The department of physical medicine should have a physician in charge as medical director. If a fully qualified physiatrist is not available, some member of the staff should take at least a three-month-intensive course of training in physical medicine. This is by no means adequate, but will serve as a temporary expedient.
Working under the direction of the medical director, there should be a chief physical therapist in charge of all physical treatment for both men and women. The chief physical therapist should preferably be a graduate nurse who has finished the course in an approved school of physical therapy.
In addition to the chief physical therapist, there should be an adequate number of fully qualified male and female therapists to staff the men's and women's divisions. The department should continue to instruct student nurses in physical therapy, most emphasis being placed on hydrotherapy and massage.
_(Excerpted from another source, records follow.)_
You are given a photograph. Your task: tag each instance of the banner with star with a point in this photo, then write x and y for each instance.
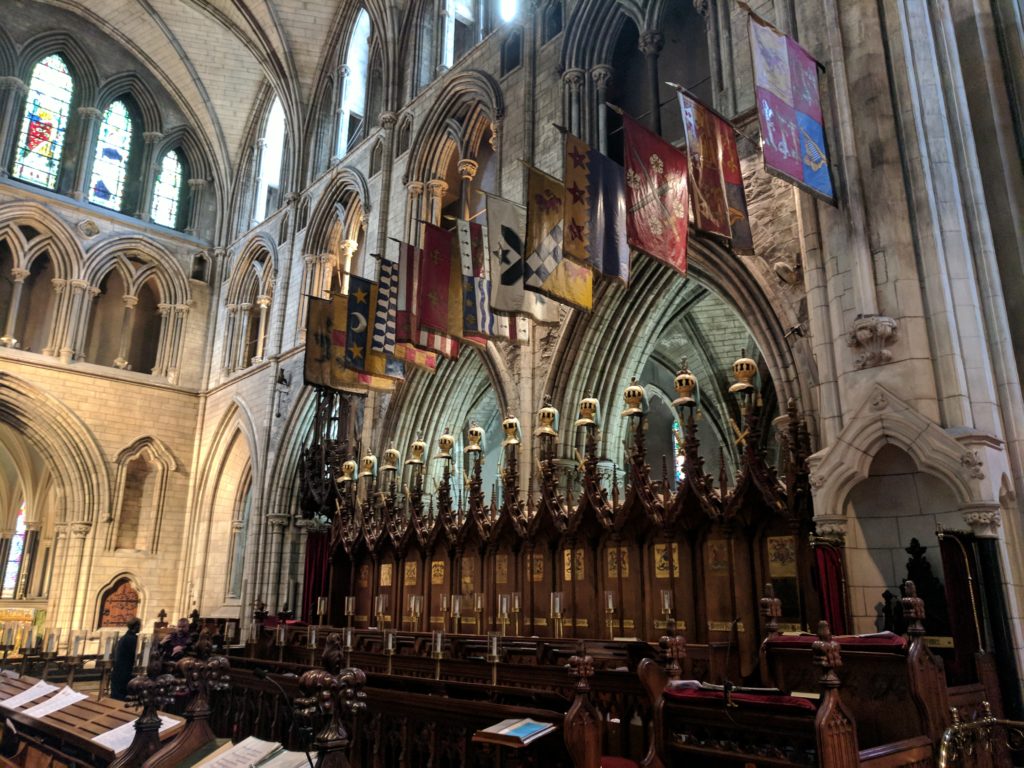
(361, 301)
(506, 228)
(327, 321)
(657, 202)
(595, 210)
(788, 101)
(716, 178)
(546, 269)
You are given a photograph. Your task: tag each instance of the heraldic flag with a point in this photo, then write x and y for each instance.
(506, 228)
(716, 179)
(785, 82)
(595, 210)
(326, 348)
(657, 205)
(547, 271)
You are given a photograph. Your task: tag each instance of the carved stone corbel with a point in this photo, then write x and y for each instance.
(870, 335)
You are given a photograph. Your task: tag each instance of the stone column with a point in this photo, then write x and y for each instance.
(263, 302)
(242, 334)
(147, 175)
(89, 118)
(650, 45)
(59, 316)
(341, 117)
(573, 80)
(17, 274)
(196, 188)
(127, 324)
(276, 523)
(28, 565)
(73, 580)
(413, 206)
(602, 80)
(467, 171)
(436, 189)
(12, 92)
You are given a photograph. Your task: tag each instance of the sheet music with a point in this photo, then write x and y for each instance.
(244, 755)
(120, 738)
(29, 694)
(287, 760)
(64, 697)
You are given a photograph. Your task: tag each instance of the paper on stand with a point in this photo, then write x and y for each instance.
(29, 694)
(65, 697)
(120, 738)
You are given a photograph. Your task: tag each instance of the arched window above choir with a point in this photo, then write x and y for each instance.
(270, 157)
(113, 175)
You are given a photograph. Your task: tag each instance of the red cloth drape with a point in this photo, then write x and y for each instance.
(317, 572)
(832, 586)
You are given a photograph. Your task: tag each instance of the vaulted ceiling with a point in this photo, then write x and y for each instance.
(214, 55)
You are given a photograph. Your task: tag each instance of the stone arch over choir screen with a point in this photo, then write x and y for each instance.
(230, 469)
(643, 318)
(158, 121)
(82, 489)
(249, 296)
(460, 392)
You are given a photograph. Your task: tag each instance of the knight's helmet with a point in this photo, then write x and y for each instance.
(444, 444)
(417, 450)
(590, 413)
(636, 399)
(474, 438)
(512, 430)
(547, 417)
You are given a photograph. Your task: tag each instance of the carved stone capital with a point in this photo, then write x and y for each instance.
(830, 526)
(574, 78)
(870, 335)
(279, 520)
(650, 43)
(983, 519)
(437, 187)
(467, 169)
(601, 75)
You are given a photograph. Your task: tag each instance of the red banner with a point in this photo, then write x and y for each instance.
(657, 203)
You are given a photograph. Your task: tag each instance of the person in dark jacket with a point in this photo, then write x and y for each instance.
(124, 660)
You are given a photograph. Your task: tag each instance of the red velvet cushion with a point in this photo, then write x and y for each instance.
(607, 762)
(692, 695)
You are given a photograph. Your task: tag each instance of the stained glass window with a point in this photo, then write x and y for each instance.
(167, 192)
(45, 123)
(353, 102)
(111, 164)
(13, 567)
(677, 452)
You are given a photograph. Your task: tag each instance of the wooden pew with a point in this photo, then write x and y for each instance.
(65, 738)
(698, 728)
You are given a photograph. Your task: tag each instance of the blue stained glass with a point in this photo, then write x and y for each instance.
(167, 193)
(111, 164)
(45, 124)
(13, 565)
(677, 451)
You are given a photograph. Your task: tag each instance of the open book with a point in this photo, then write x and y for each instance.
(514, 732)
(254, 752)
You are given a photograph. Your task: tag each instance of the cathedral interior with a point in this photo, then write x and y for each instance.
(835, 412)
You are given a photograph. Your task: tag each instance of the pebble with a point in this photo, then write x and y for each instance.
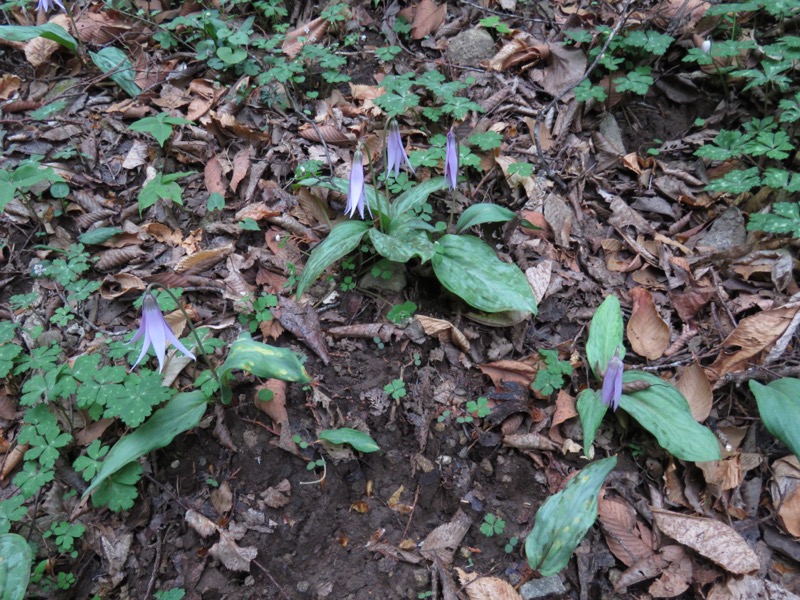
(543, 588)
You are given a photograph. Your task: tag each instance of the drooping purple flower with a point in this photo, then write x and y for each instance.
(156, 332)
(612, 382)
(395, 151)
(451, 161)
(45, 6)
(356, 195)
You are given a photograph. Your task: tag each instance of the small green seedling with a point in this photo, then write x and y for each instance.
(492, 525)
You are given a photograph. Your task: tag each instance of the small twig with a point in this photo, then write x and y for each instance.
(159, 545)
(271, 578)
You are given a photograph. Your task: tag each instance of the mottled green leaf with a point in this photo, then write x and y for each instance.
(605, 336)
(779, 407)
(343, 239)
(564, 519)
(663, 411)
(49, 31)
(181, 413)
(591, 411)
(99, 235)
(260, 360)
(470, 269)
(116, 64)
(16, 558)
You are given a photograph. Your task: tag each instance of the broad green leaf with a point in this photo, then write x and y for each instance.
(99, 235)
(664, 412)
(343, 239)
(231, 56)
(181, 413)
(116, 64)
(353, 437)
(260, 360)
(470, 269)
(591, 411)
(483, 213)
(779, 408)
(416, 196)
(15, 566)
(377, 202)
(564, 519)
(49, 31)
(403, 247)
(605, 336)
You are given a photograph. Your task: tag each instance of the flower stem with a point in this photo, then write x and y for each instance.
(196, 337)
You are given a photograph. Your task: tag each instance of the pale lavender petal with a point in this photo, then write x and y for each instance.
(145, 348)
(451, 161)
(355, 191)
(176, 342)
(395, 151)
(612, 382)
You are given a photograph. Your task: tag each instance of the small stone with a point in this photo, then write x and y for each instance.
(543, 588)
(422, 577)
(470, 47)
(250, 439)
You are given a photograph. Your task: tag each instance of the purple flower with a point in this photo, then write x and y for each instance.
(395, 151)
(612, 382)
(451, 161)
(156, 332)
(45, 6)
(356, 196)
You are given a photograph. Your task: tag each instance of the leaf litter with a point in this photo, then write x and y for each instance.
(708, 305)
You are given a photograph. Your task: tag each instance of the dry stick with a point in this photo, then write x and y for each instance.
(544, 111)
(271, 578)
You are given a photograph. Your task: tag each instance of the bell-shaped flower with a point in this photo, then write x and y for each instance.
(45, 6)
(156, 332)
(395, 151)
(612, 382)
(451, 161)
(356, 194)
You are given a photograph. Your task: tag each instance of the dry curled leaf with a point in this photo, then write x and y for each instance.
(427, 18)
(203, 260)
(114, 286)
(694, 385)
(716, 541)
(329, 133)
(116, 257)
(647, 332)
(486, 588)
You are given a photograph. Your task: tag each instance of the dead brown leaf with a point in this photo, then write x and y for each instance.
(428, 16)
(486, 588)
(203, 260)
(694, 385)
(233, 556)
(629, 539)
(39, 50)
(222, 498)
(443, 541)
(213, 176)
(753, 336)
(444, 331)
(785, 491)
(647, 332)
(716, 541)
(519, 371)
(241, 164)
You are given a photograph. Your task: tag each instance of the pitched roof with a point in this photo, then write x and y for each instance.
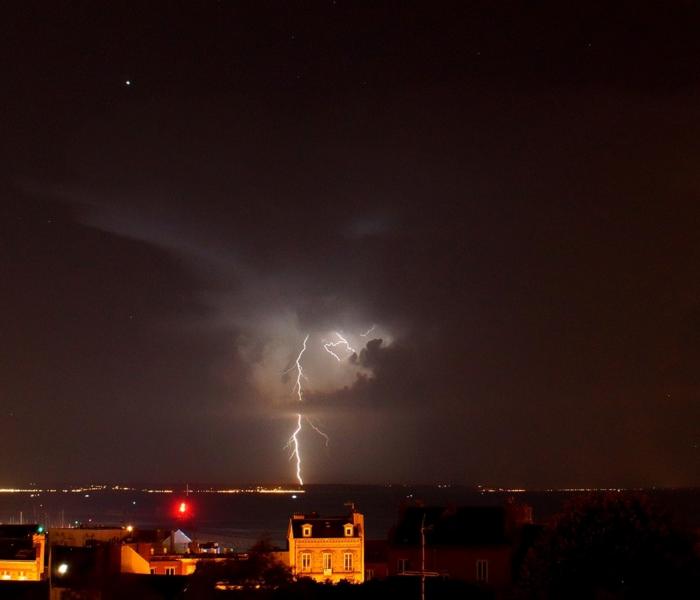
(321, 527)
(465, 526)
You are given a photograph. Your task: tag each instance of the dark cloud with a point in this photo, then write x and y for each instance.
(516, 213)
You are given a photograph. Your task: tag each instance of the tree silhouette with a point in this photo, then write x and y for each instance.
(611, 546)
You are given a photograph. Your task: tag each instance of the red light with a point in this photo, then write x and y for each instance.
(182, 509)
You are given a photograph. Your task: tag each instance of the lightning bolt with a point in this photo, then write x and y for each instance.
(293, 442)
(341, 342)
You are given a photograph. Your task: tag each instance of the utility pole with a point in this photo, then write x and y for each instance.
(422, 573)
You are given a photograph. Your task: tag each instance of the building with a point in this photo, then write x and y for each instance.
(22, 549)
(376, 559)
(327, 548)
(472, 544)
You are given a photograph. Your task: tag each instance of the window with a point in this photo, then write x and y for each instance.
(482, 570)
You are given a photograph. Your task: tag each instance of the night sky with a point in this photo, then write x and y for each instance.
(508, 192)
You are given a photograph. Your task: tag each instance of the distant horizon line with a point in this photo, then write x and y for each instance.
(288, 487)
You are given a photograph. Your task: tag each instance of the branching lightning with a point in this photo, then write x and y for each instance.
(341, 342)
(293, 443)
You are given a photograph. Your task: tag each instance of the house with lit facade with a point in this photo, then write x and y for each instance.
(327, 548)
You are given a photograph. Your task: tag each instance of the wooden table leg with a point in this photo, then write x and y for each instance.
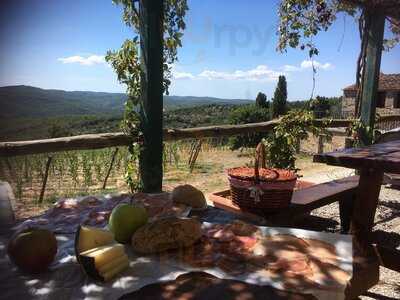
(365, 206)
(346, 207)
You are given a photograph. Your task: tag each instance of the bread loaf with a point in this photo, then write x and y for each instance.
(166, 234)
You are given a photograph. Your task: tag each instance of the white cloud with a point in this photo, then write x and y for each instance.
(86, 61)
(290, 68)
(307, 64)
(182, 75)
(261, 72)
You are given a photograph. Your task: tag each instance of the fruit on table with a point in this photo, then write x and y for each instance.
(91, 237)
(125, 219)
(104, 262)
(99, 255)
(33, 249)
(189, 195)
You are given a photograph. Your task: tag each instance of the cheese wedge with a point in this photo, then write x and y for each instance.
(90, 237)
(115, 270)
(112, 264)
(103, 254)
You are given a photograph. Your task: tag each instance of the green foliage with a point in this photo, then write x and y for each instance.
(126, 63)
(248, 114)
(280, 98)
(320, 106)
(282, 142)
(300, 21)
(261, 100)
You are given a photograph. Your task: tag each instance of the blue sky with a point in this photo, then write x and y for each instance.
(228, 49)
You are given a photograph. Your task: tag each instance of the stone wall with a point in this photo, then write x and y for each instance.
(392, 104)
(349, 98)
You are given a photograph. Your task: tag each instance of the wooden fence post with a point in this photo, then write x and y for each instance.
(195, 155)
(110, 168)
(375, 20)
(321, 138)
(348, 142)
(151, 112)
(46, 175)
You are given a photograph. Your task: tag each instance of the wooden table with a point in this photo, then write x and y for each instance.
(372, 162)
(199, 286)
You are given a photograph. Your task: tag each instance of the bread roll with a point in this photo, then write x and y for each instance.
(189, 195)
(166, 234)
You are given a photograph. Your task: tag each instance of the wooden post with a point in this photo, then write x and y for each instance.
(110, 168)
(321, 138)
(375, 21)
(151, 112)
(348, 142)
(46, 175)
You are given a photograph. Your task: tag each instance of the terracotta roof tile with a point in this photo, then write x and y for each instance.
(387, 82)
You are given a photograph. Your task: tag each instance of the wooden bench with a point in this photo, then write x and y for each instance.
(304, 200)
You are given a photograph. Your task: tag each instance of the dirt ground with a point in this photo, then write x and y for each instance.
(209, 175)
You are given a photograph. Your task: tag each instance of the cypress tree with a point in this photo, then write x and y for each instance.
(280, 98)
(261, 100)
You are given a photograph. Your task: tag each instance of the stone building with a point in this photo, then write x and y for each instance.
(388, 101)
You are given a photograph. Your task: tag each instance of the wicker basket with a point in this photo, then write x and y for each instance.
(256, 189)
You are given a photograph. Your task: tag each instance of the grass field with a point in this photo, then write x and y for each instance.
(77, 173)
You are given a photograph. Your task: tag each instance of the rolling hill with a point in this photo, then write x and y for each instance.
(32, 102)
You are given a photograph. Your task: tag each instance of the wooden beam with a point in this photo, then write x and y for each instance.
(107, 140)
(375, 21)
(151, 43)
Each department of physical medicine should have on its staff a registered occupational therapist. Unfortunately, we do not have within our own organization a training school for occupational therapists. However, a graduate physical therapist can obtain some credit on the course in occupational therapy for the work done in the physical therapy course, and can thus shorten somewhat the length of training in occupational therapy.
An important consideration in the maintenance of an efficient department of physical medicine is an adequate postgraduate program for the permanent personnel of the department. This is a rapidly developing field, and frequent periods of graduate training for key workers are essential.
We are happy that some of our 'sanitariums have made excellent beginnings in the reorganization of their physical therapy departments. Until each institution has a complete staff of qualified personnel, the ideal has not been reached. The results of such a setup will amaze those who have not followed the recent progress in the field of physical medicine.